The image flicked to that of a world, cracks of fire spread across it, stretching from the day side to the night side. No blue or green remained. Earth looked as lifeless as the moon. Sparkling around it was a ring like that of Saturn’s, a vast halo.
“My God, is that…?” Cheng whispered.
“Yes.”
“And the ring?”
“The debris of space cities. The elevators.” Paskett shrugged. “Bodies. Here’s Mars.” A cloud of tightly packed rubble appeared, glowing from a fire deep within. “Perhaps you would like to see Jupiter?”
The screen changed to a shape like an American football, streams of red gas wisping from it.
“What the hell happened?” Vance breathed; she was leaning on the rail.
“We didn’t know, at first. We got these images but no context. But then we got a message from this guy, who I’m sure we’d all agree is rather handsome.” Paskett’s forced attempt at humor fell flat, even in his ears.

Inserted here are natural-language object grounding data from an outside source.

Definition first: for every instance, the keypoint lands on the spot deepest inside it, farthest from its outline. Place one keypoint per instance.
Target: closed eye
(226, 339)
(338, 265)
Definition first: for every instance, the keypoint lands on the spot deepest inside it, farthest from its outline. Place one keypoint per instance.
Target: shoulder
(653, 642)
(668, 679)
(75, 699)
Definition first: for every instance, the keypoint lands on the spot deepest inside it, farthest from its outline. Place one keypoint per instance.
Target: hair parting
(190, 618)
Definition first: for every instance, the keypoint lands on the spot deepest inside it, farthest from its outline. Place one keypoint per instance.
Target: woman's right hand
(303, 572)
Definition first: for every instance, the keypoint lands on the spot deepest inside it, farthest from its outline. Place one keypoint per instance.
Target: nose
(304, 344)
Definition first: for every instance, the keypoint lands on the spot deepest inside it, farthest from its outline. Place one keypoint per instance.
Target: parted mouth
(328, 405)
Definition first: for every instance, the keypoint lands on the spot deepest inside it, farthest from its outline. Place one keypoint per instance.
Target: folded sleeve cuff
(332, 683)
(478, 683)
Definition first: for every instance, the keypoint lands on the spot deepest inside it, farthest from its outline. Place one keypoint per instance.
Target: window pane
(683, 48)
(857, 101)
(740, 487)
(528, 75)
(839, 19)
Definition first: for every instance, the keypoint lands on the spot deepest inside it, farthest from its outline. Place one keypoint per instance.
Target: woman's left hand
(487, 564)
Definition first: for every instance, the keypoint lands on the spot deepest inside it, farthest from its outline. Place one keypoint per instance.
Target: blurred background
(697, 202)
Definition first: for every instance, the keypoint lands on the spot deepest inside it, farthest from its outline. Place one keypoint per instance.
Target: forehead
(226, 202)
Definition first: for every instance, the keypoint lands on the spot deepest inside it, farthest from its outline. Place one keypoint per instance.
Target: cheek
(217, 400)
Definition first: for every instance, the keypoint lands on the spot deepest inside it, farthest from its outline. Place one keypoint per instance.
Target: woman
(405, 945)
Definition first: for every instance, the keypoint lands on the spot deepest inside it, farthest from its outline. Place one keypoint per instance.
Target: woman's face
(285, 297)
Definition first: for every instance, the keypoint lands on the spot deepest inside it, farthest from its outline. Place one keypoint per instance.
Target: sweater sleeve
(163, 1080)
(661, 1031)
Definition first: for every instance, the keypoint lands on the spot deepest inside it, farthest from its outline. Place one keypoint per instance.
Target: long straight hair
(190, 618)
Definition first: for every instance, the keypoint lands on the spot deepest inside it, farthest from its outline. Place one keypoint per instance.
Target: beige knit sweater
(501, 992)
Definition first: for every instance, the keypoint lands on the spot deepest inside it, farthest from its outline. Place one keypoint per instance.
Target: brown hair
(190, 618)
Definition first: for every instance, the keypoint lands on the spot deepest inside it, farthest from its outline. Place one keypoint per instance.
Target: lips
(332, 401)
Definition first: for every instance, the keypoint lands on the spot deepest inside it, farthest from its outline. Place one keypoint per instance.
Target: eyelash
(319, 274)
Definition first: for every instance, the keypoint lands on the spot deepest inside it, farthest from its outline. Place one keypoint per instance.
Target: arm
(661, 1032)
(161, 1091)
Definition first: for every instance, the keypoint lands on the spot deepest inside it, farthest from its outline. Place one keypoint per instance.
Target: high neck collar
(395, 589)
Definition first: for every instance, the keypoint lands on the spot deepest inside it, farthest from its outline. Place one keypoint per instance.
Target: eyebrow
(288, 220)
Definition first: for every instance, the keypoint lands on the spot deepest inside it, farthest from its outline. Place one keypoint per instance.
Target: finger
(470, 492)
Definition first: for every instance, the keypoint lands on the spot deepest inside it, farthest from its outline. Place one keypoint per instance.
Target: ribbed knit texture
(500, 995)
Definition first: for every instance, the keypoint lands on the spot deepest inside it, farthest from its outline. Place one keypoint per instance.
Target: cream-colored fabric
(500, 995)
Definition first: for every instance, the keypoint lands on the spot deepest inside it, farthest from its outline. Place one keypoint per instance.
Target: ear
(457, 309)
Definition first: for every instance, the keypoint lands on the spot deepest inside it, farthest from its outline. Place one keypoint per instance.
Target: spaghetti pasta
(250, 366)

Paskett’s face appeared on the screen. He began speaking. “We know you’re watching. This is you, Curt. I’m gone now. This message has been left in a time capsule, hidden to await the return of Project Oracle.” Paskett—the here and now Paskett—paused the image to give Vance and Cheng time to digest.

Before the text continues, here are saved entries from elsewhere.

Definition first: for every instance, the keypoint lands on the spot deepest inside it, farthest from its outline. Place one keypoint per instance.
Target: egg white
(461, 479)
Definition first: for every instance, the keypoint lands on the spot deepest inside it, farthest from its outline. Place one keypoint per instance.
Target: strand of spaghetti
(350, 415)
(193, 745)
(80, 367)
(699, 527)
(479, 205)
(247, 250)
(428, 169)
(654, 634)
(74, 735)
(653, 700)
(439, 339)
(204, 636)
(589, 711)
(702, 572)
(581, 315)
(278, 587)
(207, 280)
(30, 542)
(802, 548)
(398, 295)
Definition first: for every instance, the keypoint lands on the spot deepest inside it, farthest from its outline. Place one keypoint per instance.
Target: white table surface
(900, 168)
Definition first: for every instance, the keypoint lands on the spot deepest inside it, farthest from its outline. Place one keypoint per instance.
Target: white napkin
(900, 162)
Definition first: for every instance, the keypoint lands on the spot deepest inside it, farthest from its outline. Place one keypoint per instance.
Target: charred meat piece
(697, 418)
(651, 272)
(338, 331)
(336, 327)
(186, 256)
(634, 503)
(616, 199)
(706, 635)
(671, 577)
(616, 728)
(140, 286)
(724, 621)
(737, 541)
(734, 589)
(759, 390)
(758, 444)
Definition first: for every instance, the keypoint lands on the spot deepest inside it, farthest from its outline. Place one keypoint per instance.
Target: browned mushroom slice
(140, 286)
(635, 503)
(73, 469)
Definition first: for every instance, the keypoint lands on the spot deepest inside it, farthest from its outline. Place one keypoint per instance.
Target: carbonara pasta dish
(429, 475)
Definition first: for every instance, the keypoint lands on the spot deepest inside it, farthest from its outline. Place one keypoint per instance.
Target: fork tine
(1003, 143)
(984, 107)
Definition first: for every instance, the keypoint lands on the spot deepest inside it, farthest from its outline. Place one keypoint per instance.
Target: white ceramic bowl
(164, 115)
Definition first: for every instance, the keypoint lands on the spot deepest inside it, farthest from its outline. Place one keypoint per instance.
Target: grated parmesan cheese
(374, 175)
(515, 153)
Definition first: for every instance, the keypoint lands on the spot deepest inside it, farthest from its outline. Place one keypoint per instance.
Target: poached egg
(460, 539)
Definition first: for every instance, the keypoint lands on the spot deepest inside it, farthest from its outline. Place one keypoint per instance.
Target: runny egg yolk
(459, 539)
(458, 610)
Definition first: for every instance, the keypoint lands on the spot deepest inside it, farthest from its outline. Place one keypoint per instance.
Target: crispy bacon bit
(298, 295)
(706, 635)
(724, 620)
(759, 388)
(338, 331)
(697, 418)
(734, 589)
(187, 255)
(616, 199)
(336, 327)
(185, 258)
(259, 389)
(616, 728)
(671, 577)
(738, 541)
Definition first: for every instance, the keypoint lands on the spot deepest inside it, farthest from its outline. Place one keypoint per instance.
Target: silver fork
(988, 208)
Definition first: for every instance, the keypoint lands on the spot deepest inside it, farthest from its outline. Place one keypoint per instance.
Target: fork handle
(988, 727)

“I’m not sure what I’ve been smoking here,” Vance said, regarding the still image, “but that’s you, from a thousand years in the future?”
“Yes.” Paskett unfroze the clip.
“If you are getting this, Oracle has seen what has happened here. I know you’re wondering what caused such…devastation. Sol and the whole of human space—an empire that stretched twenty-five light-years in every direction—is gone.”
The other Paskett leaned back in his chair, gazing at them. “They are, were, a Sleeping Ones race—or their remnants, anyway—a term that only means something to you when Endeavour returns from the Mizar and Alcor system. The Sleeping Ones comprise many races throughout the galaxy that have evolved beyond the mere physical. Once a race joins the Sleeping Ones, they hide. The race that did this was on a planet orbiting the black hole, Sagi. Most of the Sleeping Ones are harmless. Don’t get me wrong; they would defend themselves with overwhelming might, depending on the race that evolved into them, but by and large, they would stop at simple defense.